Le président Donald Trump doit se rendre à Pékin les 14 et 15 mai 2026 pour des négociations commerciales. Cette visite intervient dans un contexte de tensions persistantes sur les tarifs douaniers et le détroit d'Ormuz, où les États-Unis ont sollicité l'aide de la Chine pour garantir le passage sûr des pétroliers. Cependant, la Chine a passé les six dernières années à diversifier ses importations énergétiques et à réduire sa dépendance aux marchés américains, limitant ainsi le levier de Washington.
Le 4 mai 2026, le secrétaire au Trésor américain, Scott Bessent, est apparu sur Fox News, exhortant la Chine à aider à rouvrir le détroit d'Ormuz, partiellement bloqué par des attaques des Houthis soutenus par l'Iran depuis fin 2025. Bessent a averti qu'un manque de coopération pourrait entraîner des tarifs plus stricts sur les produits chinois.

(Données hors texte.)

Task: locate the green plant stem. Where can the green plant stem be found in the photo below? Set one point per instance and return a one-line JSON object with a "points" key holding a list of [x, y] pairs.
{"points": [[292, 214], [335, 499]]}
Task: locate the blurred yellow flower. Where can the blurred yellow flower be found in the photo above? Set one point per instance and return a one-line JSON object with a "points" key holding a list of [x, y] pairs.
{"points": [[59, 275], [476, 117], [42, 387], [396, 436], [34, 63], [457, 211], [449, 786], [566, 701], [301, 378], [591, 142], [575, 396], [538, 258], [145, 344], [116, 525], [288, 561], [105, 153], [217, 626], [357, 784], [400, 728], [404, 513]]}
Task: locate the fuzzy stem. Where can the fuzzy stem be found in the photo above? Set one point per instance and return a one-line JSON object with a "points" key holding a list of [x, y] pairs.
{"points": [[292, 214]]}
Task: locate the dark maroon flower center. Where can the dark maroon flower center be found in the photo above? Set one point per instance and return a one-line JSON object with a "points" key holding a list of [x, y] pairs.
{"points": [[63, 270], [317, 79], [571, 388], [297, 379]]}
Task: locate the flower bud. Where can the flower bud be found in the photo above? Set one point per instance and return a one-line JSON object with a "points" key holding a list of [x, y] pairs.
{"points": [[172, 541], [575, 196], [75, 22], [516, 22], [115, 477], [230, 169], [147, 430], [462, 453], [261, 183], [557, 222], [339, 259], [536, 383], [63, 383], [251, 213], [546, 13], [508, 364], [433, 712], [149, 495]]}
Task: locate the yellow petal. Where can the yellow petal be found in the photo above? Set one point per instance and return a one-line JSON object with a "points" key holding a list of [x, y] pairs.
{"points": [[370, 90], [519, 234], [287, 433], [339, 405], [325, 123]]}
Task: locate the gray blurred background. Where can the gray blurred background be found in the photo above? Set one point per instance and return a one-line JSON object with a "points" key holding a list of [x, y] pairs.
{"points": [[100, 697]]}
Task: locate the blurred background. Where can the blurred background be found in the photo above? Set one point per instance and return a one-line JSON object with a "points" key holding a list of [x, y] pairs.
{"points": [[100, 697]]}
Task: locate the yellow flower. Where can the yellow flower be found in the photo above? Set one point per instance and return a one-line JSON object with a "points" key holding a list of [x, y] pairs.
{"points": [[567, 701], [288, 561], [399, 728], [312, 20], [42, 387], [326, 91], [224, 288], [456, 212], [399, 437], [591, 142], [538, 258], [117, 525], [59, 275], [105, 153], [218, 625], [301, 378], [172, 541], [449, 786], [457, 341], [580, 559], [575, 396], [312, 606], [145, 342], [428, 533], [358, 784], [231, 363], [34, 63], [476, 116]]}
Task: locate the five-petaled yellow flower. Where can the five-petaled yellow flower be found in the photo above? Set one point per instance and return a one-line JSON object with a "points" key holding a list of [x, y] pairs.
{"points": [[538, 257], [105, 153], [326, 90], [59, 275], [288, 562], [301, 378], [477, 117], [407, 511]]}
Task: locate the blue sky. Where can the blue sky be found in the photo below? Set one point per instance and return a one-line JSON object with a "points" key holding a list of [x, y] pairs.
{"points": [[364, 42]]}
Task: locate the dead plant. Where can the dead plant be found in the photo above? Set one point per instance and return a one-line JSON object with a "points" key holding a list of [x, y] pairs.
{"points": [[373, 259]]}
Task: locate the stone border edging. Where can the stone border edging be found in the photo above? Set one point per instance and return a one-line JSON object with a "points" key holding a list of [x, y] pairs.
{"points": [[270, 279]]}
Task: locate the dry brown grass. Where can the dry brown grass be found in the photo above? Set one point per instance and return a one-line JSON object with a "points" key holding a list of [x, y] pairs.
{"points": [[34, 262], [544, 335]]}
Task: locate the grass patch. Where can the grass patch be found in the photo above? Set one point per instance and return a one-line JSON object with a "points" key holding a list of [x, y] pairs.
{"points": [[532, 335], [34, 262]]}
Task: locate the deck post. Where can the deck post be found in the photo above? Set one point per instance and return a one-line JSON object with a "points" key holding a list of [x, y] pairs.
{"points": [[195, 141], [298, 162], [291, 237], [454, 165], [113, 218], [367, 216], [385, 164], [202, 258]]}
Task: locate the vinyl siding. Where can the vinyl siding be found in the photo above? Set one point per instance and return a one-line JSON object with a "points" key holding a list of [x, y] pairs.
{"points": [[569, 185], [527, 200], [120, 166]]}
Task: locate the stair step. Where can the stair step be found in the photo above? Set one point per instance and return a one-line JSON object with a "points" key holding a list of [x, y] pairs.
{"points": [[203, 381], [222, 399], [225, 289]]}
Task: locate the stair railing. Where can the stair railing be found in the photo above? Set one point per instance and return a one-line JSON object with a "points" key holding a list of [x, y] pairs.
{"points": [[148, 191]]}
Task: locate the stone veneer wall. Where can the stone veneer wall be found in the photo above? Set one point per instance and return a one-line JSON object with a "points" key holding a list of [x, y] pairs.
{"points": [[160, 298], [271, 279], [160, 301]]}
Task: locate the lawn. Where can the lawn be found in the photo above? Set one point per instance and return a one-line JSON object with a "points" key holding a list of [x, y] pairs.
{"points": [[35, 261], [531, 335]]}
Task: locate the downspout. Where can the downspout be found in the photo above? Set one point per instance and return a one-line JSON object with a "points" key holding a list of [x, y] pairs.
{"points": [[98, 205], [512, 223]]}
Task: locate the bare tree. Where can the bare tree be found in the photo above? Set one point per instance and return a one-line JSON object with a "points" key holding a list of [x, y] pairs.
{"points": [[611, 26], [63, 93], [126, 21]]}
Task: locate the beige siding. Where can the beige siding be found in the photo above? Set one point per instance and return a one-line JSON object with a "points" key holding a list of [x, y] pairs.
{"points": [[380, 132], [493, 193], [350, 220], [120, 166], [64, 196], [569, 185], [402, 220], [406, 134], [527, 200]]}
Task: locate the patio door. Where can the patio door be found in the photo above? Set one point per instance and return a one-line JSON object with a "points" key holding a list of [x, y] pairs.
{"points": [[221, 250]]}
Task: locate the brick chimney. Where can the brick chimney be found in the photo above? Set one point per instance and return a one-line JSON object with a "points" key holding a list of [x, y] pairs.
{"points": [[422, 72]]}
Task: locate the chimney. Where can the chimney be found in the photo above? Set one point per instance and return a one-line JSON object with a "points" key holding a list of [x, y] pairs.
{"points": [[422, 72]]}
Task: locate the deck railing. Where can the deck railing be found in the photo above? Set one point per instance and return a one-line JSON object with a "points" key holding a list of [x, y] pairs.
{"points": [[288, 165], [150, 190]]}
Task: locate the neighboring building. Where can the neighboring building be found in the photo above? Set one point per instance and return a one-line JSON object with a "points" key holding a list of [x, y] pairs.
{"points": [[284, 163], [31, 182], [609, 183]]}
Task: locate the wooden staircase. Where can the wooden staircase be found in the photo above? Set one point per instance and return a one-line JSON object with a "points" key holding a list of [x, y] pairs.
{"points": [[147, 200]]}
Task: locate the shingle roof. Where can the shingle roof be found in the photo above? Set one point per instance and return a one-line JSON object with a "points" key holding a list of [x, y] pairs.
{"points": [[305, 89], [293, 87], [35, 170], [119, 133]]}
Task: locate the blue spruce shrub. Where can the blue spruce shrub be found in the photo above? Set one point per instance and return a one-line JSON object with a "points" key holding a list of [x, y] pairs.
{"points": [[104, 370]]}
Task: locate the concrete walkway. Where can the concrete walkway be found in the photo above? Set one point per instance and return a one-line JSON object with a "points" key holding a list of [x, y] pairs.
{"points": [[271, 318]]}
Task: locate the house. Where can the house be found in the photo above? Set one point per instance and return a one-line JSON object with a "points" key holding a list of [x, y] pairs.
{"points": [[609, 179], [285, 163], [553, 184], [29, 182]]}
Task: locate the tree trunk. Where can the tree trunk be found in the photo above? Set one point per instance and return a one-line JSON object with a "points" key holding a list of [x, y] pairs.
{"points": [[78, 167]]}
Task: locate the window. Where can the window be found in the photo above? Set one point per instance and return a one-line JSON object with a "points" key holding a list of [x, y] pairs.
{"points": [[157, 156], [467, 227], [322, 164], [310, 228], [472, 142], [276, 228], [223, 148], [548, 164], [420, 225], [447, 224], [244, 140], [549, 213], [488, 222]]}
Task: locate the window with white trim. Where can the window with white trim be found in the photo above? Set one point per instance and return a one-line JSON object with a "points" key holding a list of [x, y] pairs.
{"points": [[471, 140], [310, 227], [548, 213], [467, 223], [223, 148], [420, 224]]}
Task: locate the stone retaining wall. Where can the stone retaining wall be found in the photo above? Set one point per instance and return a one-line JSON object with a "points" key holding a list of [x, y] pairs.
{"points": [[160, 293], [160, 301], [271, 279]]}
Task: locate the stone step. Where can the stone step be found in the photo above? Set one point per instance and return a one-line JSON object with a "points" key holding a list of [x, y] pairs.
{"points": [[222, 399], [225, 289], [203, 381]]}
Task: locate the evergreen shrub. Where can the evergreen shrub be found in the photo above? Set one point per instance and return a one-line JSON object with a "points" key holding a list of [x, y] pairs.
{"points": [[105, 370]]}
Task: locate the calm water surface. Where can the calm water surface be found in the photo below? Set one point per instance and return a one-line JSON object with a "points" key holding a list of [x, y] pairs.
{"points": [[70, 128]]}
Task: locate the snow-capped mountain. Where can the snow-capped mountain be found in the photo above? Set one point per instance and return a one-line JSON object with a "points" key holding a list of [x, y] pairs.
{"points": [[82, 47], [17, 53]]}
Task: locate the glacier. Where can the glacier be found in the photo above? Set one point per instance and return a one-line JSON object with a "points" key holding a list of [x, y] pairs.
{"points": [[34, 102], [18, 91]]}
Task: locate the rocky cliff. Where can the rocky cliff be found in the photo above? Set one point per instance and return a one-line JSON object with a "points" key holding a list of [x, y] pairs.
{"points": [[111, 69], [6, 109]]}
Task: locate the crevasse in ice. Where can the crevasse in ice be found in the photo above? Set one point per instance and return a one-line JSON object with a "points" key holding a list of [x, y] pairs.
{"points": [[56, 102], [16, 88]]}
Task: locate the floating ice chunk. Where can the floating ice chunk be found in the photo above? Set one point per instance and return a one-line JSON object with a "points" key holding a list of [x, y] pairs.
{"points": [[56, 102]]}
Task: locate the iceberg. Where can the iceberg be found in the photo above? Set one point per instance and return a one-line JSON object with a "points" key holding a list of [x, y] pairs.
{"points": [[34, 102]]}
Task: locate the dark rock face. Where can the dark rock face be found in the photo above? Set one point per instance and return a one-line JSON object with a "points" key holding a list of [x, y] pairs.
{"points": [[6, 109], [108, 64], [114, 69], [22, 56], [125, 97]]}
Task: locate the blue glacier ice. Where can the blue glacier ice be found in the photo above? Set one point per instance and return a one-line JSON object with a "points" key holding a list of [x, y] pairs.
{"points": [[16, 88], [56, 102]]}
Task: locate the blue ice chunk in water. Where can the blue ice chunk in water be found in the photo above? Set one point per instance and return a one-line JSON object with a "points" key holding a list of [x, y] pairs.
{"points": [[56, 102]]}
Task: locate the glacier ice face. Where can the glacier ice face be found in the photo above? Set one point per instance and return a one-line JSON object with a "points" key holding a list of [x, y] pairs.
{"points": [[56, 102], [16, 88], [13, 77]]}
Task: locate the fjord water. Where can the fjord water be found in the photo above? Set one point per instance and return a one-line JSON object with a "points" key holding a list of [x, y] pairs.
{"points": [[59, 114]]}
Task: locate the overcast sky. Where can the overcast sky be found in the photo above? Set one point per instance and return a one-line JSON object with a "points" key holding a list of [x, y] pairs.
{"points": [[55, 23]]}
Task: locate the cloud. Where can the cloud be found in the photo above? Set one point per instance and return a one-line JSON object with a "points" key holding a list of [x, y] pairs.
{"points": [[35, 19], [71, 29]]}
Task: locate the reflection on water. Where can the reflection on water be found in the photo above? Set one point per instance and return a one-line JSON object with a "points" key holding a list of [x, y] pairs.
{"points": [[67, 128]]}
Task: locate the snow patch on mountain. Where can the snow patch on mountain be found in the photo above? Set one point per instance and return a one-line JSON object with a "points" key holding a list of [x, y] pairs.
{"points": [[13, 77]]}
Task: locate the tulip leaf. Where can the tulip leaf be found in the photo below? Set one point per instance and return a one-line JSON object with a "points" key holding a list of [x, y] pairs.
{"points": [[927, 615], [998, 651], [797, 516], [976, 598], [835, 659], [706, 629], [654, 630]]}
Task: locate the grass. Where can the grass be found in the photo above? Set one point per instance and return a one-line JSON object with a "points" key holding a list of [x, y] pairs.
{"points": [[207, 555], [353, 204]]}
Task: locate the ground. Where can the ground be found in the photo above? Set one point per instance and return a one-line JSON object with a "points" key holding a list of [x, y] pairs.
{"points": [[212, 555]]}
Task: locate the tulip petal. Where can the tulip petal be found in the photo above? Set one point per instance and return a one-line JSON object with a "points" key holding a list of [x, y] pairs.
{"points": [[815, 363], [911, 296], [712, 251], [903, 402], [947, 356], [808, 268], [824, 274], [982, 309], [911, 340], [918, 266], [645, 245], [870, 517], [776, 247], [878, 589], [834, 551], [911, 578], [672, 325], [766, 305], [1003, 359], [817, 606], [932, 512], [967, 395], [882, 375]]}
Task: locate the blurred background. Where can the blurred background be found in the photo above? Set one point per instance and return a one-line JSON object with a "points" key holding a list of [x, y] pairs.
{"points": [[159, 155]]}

La Chine n'a pas répondu publiquement à cette demande.
Selon les données du Bureau du recensement américain, le commerce de biens entre les États-Unis et la Chine est tombé à 537 milliards de dollars en 2025, contre 690 milliards en 2019, reflétant l'impact des tarifs douaniers et des changements dans les chaînes d'approvisionnement. La Chine a également augmenté ses importations de pétrole en provenance de Russie et du Brésil, réduisant sa dépendance aux routes du Moyen-Orient.
Les analystes estiment que le levier de Trump est limité. « La Chine s'est préparée à ce moment », a déclaré le Dr Li Wei, expert commercial à l'Institut chinois d'études internationales. « Ils ont constitué des réserves stratégiques et des partenaires commerciaux alternatifs. » La Maison Blanche n'a pas commenté les détails des négociations.